By Jamie McGeever
ORLANDO, Florida (Reuters) — Of all the economic and market curve balls investors have had to bat away this year, few will be as unexpected as the U.S. economy growing faster than China's.
This was not how the 2023 consensus looked in January, when China was poised to break out of its COVID lockdown like a coiled spring, and the United States would buckle under the Fed's most intense rate-hiking cycle in 40 years and slip into recession.
But China is struggling to get off the ground, and the narrative around the U.S. economy is shifting, remarkably, away from a 'soft landing' towards a 'no landing' scenario.
The contrast in the fortunes of the world's two economic superpowers has been extraordinary, perhaps the starkest reminder that investors' priors, rules of thumb and models have been completely ripped up by the pandemic.
China's economy grew by just 0.8% in the second quarter from the prior three months, down from 2.2% in a first quarter that was inflated by base effects as activity resumed after lockdown restrictions were lifted in December.

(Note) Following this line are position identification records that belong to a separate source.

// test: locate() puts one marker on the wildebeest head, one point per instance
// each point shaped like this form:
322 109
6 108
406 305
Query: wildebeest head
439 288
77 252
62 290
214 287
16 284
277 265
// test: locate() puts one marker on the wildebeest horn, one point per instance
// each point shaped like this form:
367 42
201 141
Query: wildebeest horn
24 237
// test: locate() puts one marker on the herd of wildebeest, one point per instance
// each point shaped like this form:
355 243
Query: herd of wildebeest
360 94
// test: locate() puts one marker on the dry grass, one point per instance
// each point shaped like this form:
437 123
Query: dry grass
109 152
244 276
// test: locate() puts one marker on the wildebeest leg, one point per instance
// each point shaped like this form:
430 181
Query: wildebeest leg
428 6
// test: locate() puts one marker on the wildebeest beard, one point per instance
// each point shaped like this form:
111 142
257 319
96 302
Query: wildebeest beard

The U.S. economy expanded 1.2% in the second quarter, following 1.6% growth in the first three months of the year. Hardly gangbusters, but more than comparable to a rival that should have been powering ahead.
There's little to suggest the economic dynamics are about to reverse any time soon, while tensions between the two powers over tech and cyber security, espionage and trade remain heated.
According to the Atlanta Fed's GDPNow real-time growth tracker, the U.S. economy is set to expand at a 5.8% annualized rate in the third quarter, which would be more than double the rate of annualized growth in the first and second quarters.